De rechtbank oordeelt als volgt.
5. Verweerder heeft niet ten onrechte tegengeworpen dat eiser geen overlijdensakte ter onderbouwing van de dood van zijn broer heeft overgelegd. Eiser wordt niet gevolgd in zijn stelling dat zijn moeder het doelwit zou worden van Al Shabaab indien een overlijdensakte wordt aangevraagd, nu niet is gebleken dat Al Shabaab op de overlijdensakte zal worden vermeld in verband met de doodsoorzaak. Daarnaast heeft verweerder toegelicht dat indien de authenticiteit van de overlijdensakte niet zou kunnen worden vastgesteld door Bureau Documenten, dit conform WI2014/10 niet ten nadele van eiser zou worden gebruikt en dat verweerder het document dan verder zou beoordelen. De stelling van eiser dat verweerder de overlijdensakte toch niet zou kunnen beoordelen op authenticiteit, leidt daarom niet tot een ander oordeel. Ten aanzien van de in beroep overgelegde getuigenverklaringen over de moord op eisers broer heeft verweerder ter zitting niet ten onrechte overwogen dat deze niet afkomstig zijn van objectieve, verifieerbare bronnen en dat de verklaringen inhoudelijk kort zijn. Verweerder heeft daarom niet de waarde aan deze getuigenverklaringen hoeven hechten die eiser daaraan wenst te hechten.
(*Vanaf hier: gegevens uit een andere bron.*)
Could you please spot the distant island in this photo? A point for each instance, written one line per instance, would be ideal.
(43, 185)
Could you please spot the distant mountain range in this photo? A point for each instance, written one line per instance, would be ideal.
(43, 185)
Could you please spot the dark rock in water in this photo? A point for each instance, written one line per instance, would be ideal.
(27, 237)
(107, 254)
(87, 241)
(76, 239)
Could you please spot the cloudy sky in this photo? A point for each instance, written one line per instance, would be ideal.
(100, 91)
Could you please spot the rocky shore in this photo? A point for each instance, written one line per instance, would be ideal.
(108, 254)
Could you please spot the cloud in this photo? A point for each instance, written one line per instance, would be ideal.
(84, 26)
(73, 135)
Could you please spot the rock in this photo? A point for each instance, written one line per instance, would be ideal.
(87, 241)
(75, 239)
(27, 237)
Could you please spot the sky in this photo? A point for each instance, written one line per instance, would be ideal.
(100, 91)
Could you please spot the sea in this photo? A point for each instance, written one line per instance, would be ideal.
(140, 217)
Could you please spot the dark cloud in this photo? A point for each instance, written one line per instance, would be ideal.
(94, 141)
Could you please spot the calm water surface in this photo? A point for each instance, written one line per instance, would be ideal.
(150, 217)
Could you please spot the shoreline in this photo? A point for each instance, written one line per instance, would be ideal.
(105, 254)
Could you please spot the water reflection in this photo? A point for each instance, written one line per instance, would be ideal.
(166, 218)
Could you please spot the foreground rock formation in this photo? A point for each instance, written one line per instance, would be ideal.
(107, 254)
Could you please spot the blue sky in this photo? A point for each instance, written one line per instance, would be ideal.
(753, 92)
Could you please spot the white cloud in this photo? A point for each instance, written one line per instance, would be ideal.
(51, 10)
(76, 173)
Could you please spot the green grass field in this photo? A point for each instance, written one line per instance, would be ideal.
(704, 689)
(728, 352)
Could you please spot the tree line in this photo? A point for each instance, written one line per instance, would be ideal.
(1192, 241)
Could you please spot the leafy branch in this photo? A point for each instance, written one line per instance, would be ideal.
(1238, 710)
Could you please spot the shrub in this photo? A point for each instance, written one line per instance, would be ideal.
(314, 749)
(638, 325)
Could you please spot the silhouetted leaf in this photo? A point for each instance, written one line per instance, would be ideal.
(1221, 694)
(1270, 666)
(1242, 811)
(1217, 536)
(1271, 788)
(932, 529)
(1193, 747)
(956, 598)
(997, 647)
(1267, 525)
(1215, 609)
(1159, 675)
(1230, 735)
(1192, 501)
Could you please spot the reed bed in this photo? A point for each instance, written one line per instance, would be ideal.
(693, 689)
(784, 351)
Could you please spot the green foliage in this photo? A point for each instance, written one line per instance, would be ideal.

6. Verweerder heeft echter ten onrechte zeer opmerkelijk geacht dat eiser het bedreigende sms-bericht dat hij van Al Shabaab zou hebben ontvangen na de moord op zijn broer niet kan overleggen. Eiser heeft er terecht op gewezen dat tijdens de gehoren niet is gevraagd naar het moment waarop hij zijn simkaart heeft weggegooid, zodat niet zonder meer kan worden tegengeworpen dat eiser op dat moment al wist dat hij het land zou moeten ontvluchten en dat hij dit bericht nodig zou hebben in een asielprocedure. Dit leidt echter niet tot de conclusie dat verweerder ten onrechte het relaas van eiser ongeloofwaardig heeft bevonden. Verweerder heeft immers gesteld dat, los van de ontbrekende documenten, het relaas van eiser ongeloofwaardig is geacht op basis van de door hem afgelegde verklaringen.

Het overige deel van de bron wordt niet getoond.